Amazon is primed to become the next big advertising behemoth, with its ad revenue shooting up and industry honchos like Martin Sorrell predicting it could reach $100 billion.

Yet, as much as Amazon monetizes its inventory, it also has a bunch of assets with undeveloped ad strategies. Think Amazon Prime, Echo and Twitch.

In “The Big Story,” the AdExchanger team unpacks how Twitch could factor into Amazon’s next big ad agenda. The platform certainly has the potential to become the next YouTube, where users and influencers can upload and monetize their own videos.

But unlike YouTube, Twitch’s audience of gamers is notoriously anti-ad, so Amazon has an uphill climb to build out Twitch’s user base and monetize it at scale.

But don’t bet against Amazon.

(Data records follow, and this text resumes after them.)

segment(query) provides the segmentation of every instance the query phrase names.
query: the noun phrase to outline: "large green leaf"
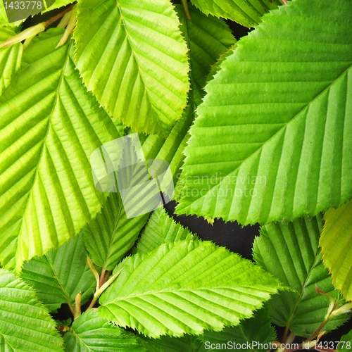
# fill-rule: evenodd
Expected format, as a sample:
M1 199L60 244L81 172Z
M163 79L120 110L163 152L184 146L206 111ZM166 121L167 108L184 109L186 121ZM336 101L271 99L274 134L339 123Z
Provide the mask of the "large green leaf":
M204 13L230 18L246 27L253 27L270 10L282 3L279 0L191 0Z
M55 322L18 277L0 268L0 351L63 351Z
M203 344L197 337L185 335L182 337L162 336L160 339L144 337L142 341L147 352L203 352Z
M265 307L237 327L225 327L218 332L206 331L199 339L203 343L201 351L218 351L218 346L225 344L227 349L239 352L265 352L272 348L270 344L276 340L276 333Z
M159 208L151 214L138 241L136 252L146 253L164 243L190 241L197 238L188 229L182 227L172 218L169 218L163 208Z
M295 290L281 291L270 300L273 322L304 337L318 329L329 307L328 298L318 294L316 287L339 296L324 268L318 246L322 225L320 215L271 223L261 228L260 237L254 242L255 260ZM324 330L332 330L346 319L346 314L335 317Z
M51 313L56 312L63 303L73 311L76 295L83 294L84 304L96 287L87 255L82 236L77 236L58 249L25 262L22 278L37 290L37 296Z
M20 269L73 237L100 210L89 158L120 137L82 85L72 41L34 38L0 97L0 262Z
M145 352L137 337L88 310L73 322L65 334L66 352Z
M206 87L179 214L265 224L352 197L352 2L263 18Z
M168 0L82 0L75 31L83 81L115 118L167 134L189 89L187 46Z
M0 42L13 37L15 33L9 28L0 27ZM0 49L0 95L16 71L20 68L22 58L22 44Z
M334 286L352 301L352 201L338 209L329 209L320 237L322 260Z
M83 229L92 259L104 270L112 270L134 245L149 213L127 219L121 197L112 193L101 213Z
M211 242L180 241L127 258L98 312L151 337L220 330L251 316L279 284Z

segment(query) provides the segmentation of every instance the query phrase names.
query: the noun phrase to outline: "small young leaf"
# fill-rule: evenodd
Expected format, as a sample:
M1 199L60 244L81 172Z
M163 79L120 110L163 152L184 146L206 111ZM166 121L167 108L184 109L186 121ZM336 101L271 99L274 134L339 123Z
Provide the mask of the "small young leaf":
M0 268L0 351L63 352L55 322L34 290Z
M296 0L237 42L196 111L177 213L266 224L352 198L351 13Z
M58 249L25 262L21 276L37 290L37 296L49 312L56 312L64 303L72 308L80 291L84 304L96 287L87 256L83 239L77 236Z
M125 332L87 310L73 322L65 334L66 352L145 352L132 334Z
M82 0L76 62L83 81L114 118L137 132L167 135L189 88L187 46L168 0Z
M217 344L225 344L229 349L239 352L265 352L270 349L270 343L276 340L276 333L270 322L269 309L265 306L256 311L253 317L242 320L237 327L225 327L218 332L206 331L199 339L203 343L205 351L218 351ZM236 346L237 344L240 348ZM212 346L214 348L211 348Z
M249 260L199 241L163 244L127 258L116 270L122 271L98 312L150 337L237 325L280 287Z
M197 239L188 229L176 223L169 218L163 208L154 210L148 224L142 232L137 245L136 253L146 253L153 251L164 243L176 241Z
M320 241L323 263L334 286L352 301L352 201L338 209L329 209L324 220Z
M254 242L255 260L295 290L281 291L270 300L273 322L304 337L316 330L329 308L329 299L316 288L339 297L318 246L322 225L320 215L271 223L261 228L260 237ZM324 330L335 329L347 318L346 314L333 318Z
M191 0L204 13L230 18L246 27L258 25L260 18L282 3L279 0Z
M112 270L133 246L149 213L127 219L119 193L111 193L101 212L82 230L94 263Z

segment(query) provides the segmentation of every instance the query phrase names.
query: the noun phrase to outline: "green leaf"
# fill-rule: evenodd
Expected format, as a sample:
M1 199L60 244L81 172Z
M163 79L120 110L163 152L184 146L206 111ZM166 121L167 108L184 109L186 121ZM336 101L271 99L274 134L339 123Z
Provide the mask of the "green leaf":
M189 49L191 93L198 106L205 94L203 88L210 68L236 39L223 20L204 15L190 3L188 8L191 20L181 5L176 6L176 11Z
M98 312L150 337L220 330L251 316L279 284L211 242L180 241L127 258Z
M0 1L1 2L1 1ZM0 42L13 37L15 33L9 28L0 27ZM19 70L22 58L22 44L0 49L0 95L10 84L13 75Z
M351 11L296 0L237 43L191 127L178 214L265 224L352 198Z
M82 85L61 28L26 49L0 96L0 262L16 267L57 248L100 210L89 156L120 137Z
M206 15L230 18L246 27L253 27L270 10L282 3L279 0L191 0Z
M199 339L203 343L202 351L218 351L217 347L225 344L227 349L239 352L265 352L272 349L270 343L275 341L276 333L265 306L237 327L225 327L218 332L206 331Z
M162 336L160 339L143 337L147 352L201 352L202 343L196 337L185 335L182 337Z
M87 310L65 334L66 352L145 352L132 334L113 325L95 310Z
M328 298L319 294L315 287L337 298L339 296L318 247L322 225L320 215L271 223L261 228L260 237L254 241L254 260L295 290L281 291L270 300L272 322L303 337L318 329L329 307ZM324 330L332 330L346 319L346 314L335 317Z
M33 289L0 268L0 351L63 351L55 322Z
M322 260L334 286L352 301L352 201L338 209L329 209L320 237Z
M115 118L167 134L189 90L187 46L168 0L82 0L75 31L83 81Z
M340 344L339 344L339 348L337 351L339 352L349 352L352 347L352 330L351 330L348 334L344 335L340 340Z
M84 304L96 287L87 256L83 239L77 236L58 249L25 262L21 276L37 290L37 296L49 312L56 312L64 303L73 310L76 295L82 292Z
M82 231L94 263L112 270L134 244L149 217L148 213L127 219L120 194L112 193L101 213Z
M196 235L194 236L188 229L176 223L172 218L168 217L163 208L159 208L153 212L142 232L136 252L150 252L165 243L197 239Z

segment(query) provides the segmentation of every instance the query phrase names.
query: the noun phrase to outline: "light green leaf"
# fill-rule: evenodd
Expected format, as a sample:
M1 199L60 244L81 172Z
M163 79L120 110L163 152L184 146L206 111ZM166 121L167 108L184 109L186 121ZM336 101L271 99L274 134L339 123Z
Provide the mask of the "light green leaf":
M82 0L75 31L77 65L114 118L166 135L189 90L187 46L168 0Z
M94 263L112 270L134 244L149 217L148 213L127 219L120 194L112 193L101 213L82 231Z
M77 236L58 249L25 262L21 276L37 290L37 296L51 313L56 312L64 303L73 310L76 295L82 292L84 304L96 287L87 256L83 239Z
M322 225L320 215L269 224L261 228L253 250L254 260L264 270L295 290L281 291L270 300L273 322L303 337L317 329L329 307L328 298L315 287L339 297L318 247ZM324 330L332 330L346 319L346 314L335 317Z
M100 210L89 158L120 137L82 85L72 41L55 50L62 35L57 28L34 38L0 96L0 262L18 270Z
M276 333L265 306L237 327L225 327L218 332L206 331L199 339L203 343L201 351L218 351L217 346L225 344L227 349L239 352L265 352L271 349L270 344L276 340Z
M0 268L0 351L63 351L63 341L30 286Z
M15 33L11 29L0 27L0 43L5 42L15 34ZM0 95L10 84L13 75L19 70L21 58L21 43L8 48L0 49Z
M182 337L162 336L160 339L143 337L147 352L201 352L202 343L196 336L185 335Z
M88 310L73 322L65 334L66 352L145 352L137 337Z
M163 208L153 212L148 224L142 232L138 241L136 253L146 253L153 251L164 243L176 241L197 239L188 229L176 223L169 218Z
M352 348L352 330L351 330L348 334L344 335L340 340L340 344L339 344L339 348L337 351L339 352L349 352Z
M320 237L322 260L334 286L352 301L352 201L338 209L329 209Z
M352 197L352 2L263 18L206 87L178 214L291 220Z
M220 330L251 317L279 284L211 242L180 241L127 258L98 312L150 337Z
M258 25L260 18L282 3L279 0L191 0L204 13L230 18L246 27Z

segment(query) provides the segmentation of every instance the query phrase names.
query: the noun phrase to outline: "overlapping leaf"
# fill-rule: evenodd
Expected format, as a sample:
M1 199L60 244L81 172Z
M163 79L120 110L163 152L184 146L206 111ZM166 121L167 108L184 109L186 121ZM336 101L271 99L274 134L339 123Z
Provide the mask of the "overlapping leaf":
M1 268L0 302L0 351L63 351L55 322L34 290Z
M0 27L0 43L13 37L15 33L9 28ZM22 58L22 44L0 49L0 95L10 84L15 72L20 68Z
M168 0L83 0L77 65L88 89L137 132L167 134L187 105L189 65Z
M320 237L322 260L334 286L352 301L352 201L329 209Z
M88 310L73 322L65 334L66 352L145 352L132 334L124 332Z
M270 349L269 344L276 340L276 334L265 306L237 327L225 327L218 332L206 331L199 339L203 344L202 351L218 351L217 347L225 344L228 349L240 352L264 352Z
M269 11L282 3L279 0L191 0L204 13L230 18L246 27L253 27Z
M0 97L0 262L20 270L77 234L101 208L91 153L119 134L88 94L71 42L50 30L33 40Z
M147 352L203 352L203 344L197 337L185 335L182 337L162 336L160 339L143 338Z
M120 194L112 193L101 213L83 229L94 263L112 270L133 246L149 217L147 213L127 219Z
M191 239L197 239L197 236L176 223L172 218L168 216L163 208L159 208L151 214L138 241L136 251L146 253L153 251L164 243Z
M265 224L352 197L351 11L296 0L238 42L190 130L177 213Z
M211 242L180 241L118 265L101 296L105 318L151 337L220 330L251 316L279 284L258 266Z
M77 236L58 249L25 263L22 278L37 290L37 296L51 313L56 312L63 303L73 311L76 295L82 293L84 304L96 287L87 256L83 239Z
M322 225L320 215L269 224L261 228L260 237L254 243L255 260L295 290L281 291L270 300L273 322L304 337L318 329L329 307L328 298L315 288L339 296L324 268L318 247ZM338 315L324 330L332 330L346 319L346 314Z

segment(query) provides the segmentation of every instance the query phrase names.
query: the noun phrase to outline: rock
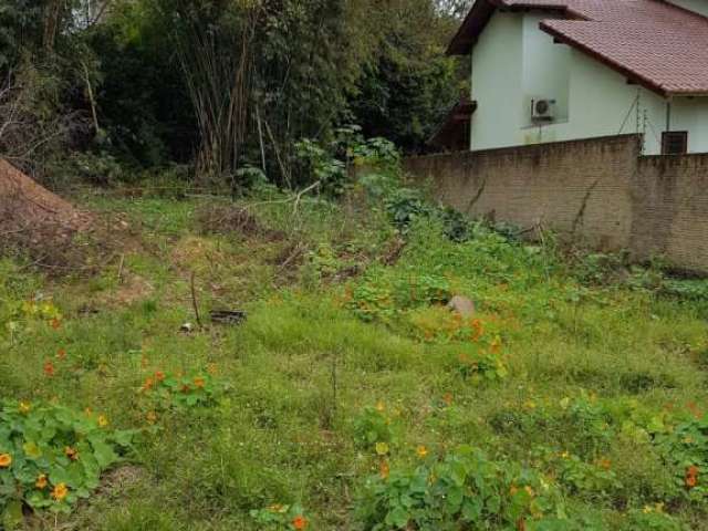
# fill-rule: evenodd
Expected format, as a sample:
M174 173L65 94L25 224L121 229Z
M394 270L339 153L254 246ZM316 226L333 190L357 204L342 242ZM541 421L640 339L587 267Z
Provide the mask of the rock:
M455 295L447 304L447 308L452 312L459 313L462 317L471 317L477 312L475 303L461 295Z
M185 333L185 334L189 334L195 330L194 324L191 323L185 323L179 327L179 331Z

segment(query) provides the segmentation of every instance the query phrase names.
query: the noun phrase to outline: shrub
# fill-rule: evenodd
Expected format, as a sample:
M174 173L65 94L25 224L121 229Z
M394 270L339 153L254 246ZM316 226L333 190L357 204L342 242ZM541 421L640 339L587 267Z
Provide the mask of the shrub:
M121 460L134 431L58 404L6 400L0 405L0 514L32 509L70 512ZM21 511L20 511L21 512Z
M356 506L360 523L372 531L545 529L564 514L549 478L469 447L369 478Z

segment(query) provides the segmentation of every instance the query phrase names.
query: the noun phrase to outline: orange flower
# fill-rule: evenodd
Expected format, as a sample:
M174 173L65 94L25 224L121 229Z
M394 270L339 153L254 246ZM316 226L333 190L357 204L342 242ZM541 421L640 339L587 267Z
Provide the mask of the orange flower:
M64 448L64 455L72 461L79 460L79 450L76 448L72 448L71 446Z
M55 372L56 371L54 369L54 364L52 362L50 362L49 360L44 362L44 374L46 376L51 378L52 376L54 376Z
M610 470L612 468L612 461L610 459L600 459L597 466L603 470Z
M308 519L302 514L299 514L292 520L292 527L299 530L308 529Z
M688 467L688 469L686 470L686 487L693 489L698 485L698 467L696 467L695 465Z
M148 376L147 378L145 378L145 383L143 384L143 387L140 387L140 391L147 392L147 391L150 391L154 386L155 386L155 381Z
M695 402L689 402L688 404L686 404L686 408L691 413L694 417L696 417L696 420L700 420L701 418L704 418L704 413Z
M56 501L62 501L64 498L66 498L66 494L69 494L69 488L66 487L66 483L59 483L52 490L52 498L54 498Z
M49 481L46 480L46 475L40 473L34 482L34 487L40 490L44 490L48 486Z
M489 345L489 350L492 354L499 354L501 352L501 337L497 336Z
M383 459L378 465L378 475L381 476L381 479L388 479L388 476L391 475L391 466L386 459Z

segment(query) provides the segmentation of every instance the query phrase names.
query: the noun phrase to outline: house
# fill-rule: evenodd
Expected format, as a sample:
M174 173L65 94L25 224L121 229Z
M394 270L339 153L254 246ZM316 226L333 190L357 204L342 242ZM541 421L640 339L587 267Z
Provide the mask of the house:
M477 0L448 53L471 56L472 150L639 133L646 155L708 153L708 0Z

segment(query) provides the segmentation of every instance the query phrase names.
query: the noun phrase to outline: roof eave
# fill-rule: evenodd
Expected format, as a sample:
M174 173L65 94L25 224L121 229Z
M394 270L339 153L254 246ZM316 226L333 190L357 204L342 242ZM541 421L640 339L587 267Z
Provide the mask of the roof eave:
M450 44L447 48L448 55L469 55L475 48L477 39L487 27L497 9L508 11L556 11L575 19L585 20L581 13L570 9L568 6L559 6L556 3L513 3L509 0L477 0L465 18Z
M615 61L613 61L612 59L607 58L606 55L601 54L600 52L593 50L592 48L577 42L571 38L569 38L566 34L562 33L561 31L548 25L545 22L541 21L541 30L546 32L548 34L552 35L555 40L562 42L563 44L568 44L571 48L574 48L575 50L579 50L581 52L583 52L584 54L591 56L592 59L603 63L605 66L611 67L612 70L614 70L615 72L618 72L620 74L624 75L625 77L627 77L629 81L637 83L638 85L644 86L645 88L648 88L649 91L658 94L662 97L668 97L671 95L677 95L670 91L667 91L665 87L663 87L660 84L655 83L654 81L634 72L632 69L628 69Z
M468 55L475 46L477 38L500 4L500 0L477 0L447 46L446 53L448 55Z

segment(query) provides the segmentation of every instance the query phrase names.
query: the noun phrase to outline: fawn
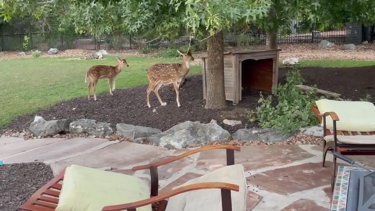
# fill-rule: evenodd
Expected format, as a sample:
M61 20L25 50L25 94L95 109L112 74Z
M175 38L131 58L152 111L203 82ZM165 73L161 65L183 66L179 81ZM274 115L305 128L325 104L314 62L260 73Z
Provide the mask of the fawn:
M147 105L149 108L150 105L150 94L151 91L154 91L158 99L162 106L166 105L166 102L163 102L158 91L163 85L173 84L174 90L176 91L177 96L176 101L177 105L180 107L180 99L178 88L181 82L185 79L190 68L190 62L194 61L194 57L190 52L183 54L177 50L180 55L182 56L182 64L155 64L150 67L148 71L147 76L148 78L150 85L147 88Z
M115 89L115 78L121 72L122 67L129 66L124 58L120 59L117 58L117 64L115 66L110 65L96 65L93 66L86 72L85 82L88 79L87 85L87 99L90 99L90 89L94 92L94 100L96 100L95 87L99 79L108 78L108 85L110 86L110 93L113 95L112 91Z

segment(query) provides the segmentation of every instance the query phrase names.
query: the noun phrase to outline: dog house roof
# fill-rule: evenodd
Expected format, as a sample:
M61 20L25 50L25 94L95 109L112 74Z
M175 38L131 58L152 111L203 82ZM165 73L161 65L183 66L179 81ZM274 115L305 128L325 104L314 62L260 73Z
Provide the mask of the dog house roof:
M226 52L224 52L224 55L228 55L229 54L240 54L244 53L260 53L265 51L281 51L281 49L279 48L278 48L277 49L251 49L250 50L243 50L242 51L228 51ZM203 56L201 57L201 58L206 58L207 57L207 56Z

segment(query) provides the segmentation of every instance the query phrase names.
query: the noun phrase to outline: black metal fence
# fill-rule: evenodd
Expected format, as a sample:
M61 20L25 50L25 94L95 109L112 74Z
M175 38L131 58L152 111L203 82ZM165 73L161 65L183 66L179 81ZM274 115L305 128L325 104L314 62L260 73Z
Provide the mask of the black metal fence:
M333 42L344 42L348 30L345 27L320 32L314 28L307 32L301 30L298 21L292 22L288 29L290 33L278 36L279 44L317 43L323 39ZM68 49L88 50L123 50L140 49L145 47L168 47L173 45L180 47L190 42L186 33L181 32L172 40L166 38L145 38L130 34L112 35L97 37L83 33L78 35L59 31L57 28L44 33L31 32L28 33L0 35L0 50L42 51L56 48L62 51ZM246 31L234 30L226 32L224 42L232 46L242 47L266 43L266 34L261 29L253 27ZM206 40L207 41L207 40ZM198 41L192 39L191 44Z

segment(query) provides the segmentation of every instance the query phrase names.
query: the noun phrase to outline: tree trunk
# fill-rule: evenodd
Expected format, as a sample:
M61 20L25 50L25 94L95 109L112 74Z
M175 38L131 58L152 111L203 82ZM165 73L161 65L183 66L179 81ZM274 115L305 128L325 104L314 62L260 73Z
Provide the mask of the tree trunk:
M277 32L267 32L266 40L266 47L267 48L276 49L278 48L278 33Z
M206 109L226 106L224 87L224 39L221 31L208 39Z

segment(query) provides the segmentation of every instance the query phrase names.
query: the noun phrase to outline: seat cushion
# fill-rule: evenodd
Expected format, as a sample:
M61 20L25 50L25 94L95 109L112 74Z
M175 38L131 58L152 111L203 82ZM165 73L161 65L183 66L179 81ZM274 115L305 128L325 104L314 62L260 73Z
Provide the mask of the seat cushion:
M106 206L150 198L148 185L132 176L72 165L64 175L56 211L100 211ZM137 211L152 211L151 205Z
M241 164L229 166L201 177L189 180L173 189L188 185L209 182L228 182L238 185L239 191L231 191L232 210L245 211L246 209L246 179L243 166ZM166 211L222 211L221 191L219 189L206 189L187 192L171 197Z
M327 142L333 141L333 135L324 137ZM338 136L337 142L343 144L375 145L375 135L367 136Z
M371 132L375 131L375 106L371 102L338 101L322 99L315 101L320 113L336 113L340 120L336 122L338 130ZM333 130L330 116L326 117L327 128ZM323 126L322 121L322 126Z

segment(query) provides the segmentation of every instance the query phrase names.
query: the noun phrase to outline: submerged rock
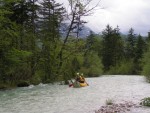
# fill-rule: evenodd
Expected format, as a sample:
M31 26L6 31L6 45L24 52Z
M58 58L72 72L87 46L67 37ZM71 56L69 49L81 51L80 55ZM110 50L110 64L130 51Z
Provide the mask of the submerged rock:
M106 105L101 106L101 108L95 113L126 113L127 111L130 111L131 108L137 108L140 107L137 104L134 104L133 102L125 102L125 103L119 103L119 104L112 104L112 105Z

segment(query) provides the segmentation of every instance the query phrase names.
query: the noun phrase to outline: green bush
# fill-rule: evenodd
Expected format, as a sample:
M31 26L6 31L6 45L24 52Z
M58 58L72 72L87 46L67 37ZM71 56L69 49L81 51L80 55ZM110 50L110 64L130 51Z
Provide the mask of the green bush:
M134 74L134 63L132 60L122 61L120 64L111 67L108 74L121 74L121 75Z

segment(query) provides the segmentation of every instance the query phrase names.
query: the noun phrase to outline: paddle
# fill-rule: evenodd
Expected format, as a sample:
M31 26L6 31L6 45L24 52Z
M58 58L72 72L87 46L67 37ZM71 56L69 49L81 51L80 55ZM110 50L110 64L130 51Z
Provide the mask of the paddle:
M73 86L73 81L72 81L72 79L70 79L70 81L72 82L72 84L69 84L69 87L72 87Z

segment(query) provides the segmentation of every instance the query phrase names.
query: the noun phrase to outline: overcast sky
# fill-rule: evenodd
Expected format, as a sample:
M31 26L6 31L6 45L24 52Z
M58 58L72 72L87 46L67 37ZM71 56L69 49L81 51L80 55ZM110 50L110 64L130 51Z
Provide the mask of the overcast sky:
M66 5L68 0L57 1ZM91 5L98 1L93 0ZM118 25L122 33L132 27L136 34L147 35L150 31L150 0L101 0L97 10L85 20L88 21L86 25L97 33L109 24L112 27Z

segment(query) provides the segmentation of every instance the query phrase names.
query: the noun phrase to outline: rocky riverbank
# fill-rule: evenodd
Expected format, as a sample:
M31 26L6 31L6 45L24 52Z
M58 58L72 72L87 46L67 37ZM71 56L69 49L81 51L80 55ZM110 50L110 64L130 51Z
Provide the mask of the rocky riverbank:
M112 103L111 105L101 106L95 113L127 113L133 108L141 107L133 102Z

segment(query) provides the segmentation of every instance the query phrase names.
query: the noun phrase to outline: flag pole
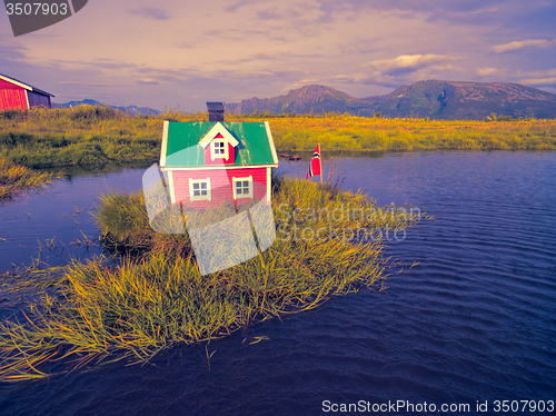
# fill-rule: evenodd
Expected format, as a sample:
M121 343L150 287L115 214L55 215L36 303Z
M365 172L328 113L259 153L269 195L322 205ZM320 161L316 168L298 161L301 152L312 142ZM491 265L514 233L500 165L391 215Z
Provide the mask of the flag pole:
M319 151L319 158L318 158L318 162L320 164L320 186L322 186L322 150L320 150L320 143L318 143L318 151Z

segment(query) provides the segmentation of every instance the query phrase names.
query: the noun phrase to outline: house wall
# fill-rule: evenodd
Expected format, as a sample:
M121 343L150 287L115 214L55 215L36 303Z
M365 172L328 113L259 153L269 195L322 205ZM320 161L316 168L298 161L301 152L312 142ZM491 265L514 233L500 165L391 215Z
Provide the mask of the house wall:
M0 110L27 110L26 89L0 79Z
M216 207L225 200L234 200L232 178L245 178L252 176L254 199L262 199L267 196L267 168L240 168L240 169L207 169L207 170L173 170L173 200L187 207L199 209ZM189 179L210 178L211 200L191 201L189 196ZM239 202L241 199L238 200Z
M42 93L27 91L27 97L29 98L29 107L46 107L51 108L50 97Z

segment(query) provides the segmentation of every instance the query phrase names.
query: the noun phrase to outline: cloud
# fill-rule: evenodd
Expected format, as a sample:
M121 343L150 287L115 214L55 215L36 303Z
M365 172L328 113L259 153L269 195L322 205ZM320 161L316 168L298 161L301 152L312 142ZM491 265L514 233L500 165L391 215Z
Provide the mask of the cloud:
M553 78L538 78L538 79L523 79L519 83L526 86L556 86L556 77Z
M20 46L0 46L0 57L2 59L19 61L27 58L27 48Z
M535 39L535 40L523 40L504 44L497 44L493 48L493 50L495 53L510 53L522 49L550 48L555 46L556 46L556 39L550 41L545 39Z
M131 14L142 16L143 18L150 18L155 20L168 20L170 14L165 9L158 9L152 7L140 7L129 11Z
M500 72L502 72L502 70L498 68L485 67L485 68L477 69L477 75L479 77L488 77L488 76L499 75Z
M368 62L368 67L377 70L381 75L399 76L415 72L433 63L445 62L453 58L444 55L401 55L394 59L381 59Z

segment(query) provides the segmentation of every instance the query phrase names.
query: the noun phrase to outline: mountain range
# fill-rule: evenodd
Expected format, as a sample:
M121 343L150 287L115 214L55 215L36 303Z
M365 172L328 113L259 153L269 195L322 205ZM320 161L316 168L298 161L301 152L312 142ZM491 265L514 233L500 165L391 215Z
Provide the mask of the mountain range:
M285 96L226 103L229 113L321 113L486 120L505 117L556 118L556 95L510 82L426 80L384 96L355 98L325 86L305 86Z
M56 103L52 102L52 108L68 108L68 107L77 107L77 106L105 106L102 102L97 101L97 100L90 100L90 99L85 99L81 101L68 101L64 103ZM129 107L116 107L116 106L109 106L110 108L117 109L117 110L122 110L127 111L130 115L137 115L141 113L143 116L147 115L159 115L160 111L153 110L152 108L148 107L137 107L137 106L129 106Z

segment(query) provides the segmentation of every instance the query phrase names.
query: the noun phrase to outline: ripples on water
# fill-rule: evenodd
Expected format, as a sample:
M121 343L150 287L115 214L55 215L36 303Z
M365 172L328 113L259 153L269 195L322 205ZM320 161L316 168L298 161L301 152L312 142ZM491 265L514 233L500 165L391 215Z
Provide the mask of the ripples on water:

Considering it’s a company that went from selling books to becoming a major video portal and web services provider, it’s likely that Amazon can reposition Twitch into an advertiser’s new best friend.

Also, the AdExchanger team looks at the specifics around how Bayer, Anheuser-Busch InBev and T-Mobile are bringing marketing functions in-house. While the latter two brands cameoed in last week’s episode, this week they take a starring role as the team lays out where each company is in their programmatic in-housing journey and where they still need to go.

And finally, it’s off to Open World, the annual Oracle event that takes over San Francisco’s Moscone Center. This year the Marketing Cloud – after a few years of laying low – is back with new positioning within the Oracle structure and a new go-to-market strategy.

Did someone say customer data platform? That’s a trick question – everyone did. But Oracle said it most recently, and data infrastructure is becoming a major part of Oracle’s customer experience strategy. Oracle has been a big proponent of data recently – but traditionally, the enterprise tech giant had also been a big proponent of upselling its proprietary tech and getting its clients exclusively on All Oracle, All The Time.

Does the emergence of its CDP mean Oracle is bracing for a future where it’ll be part of a multivendor stack?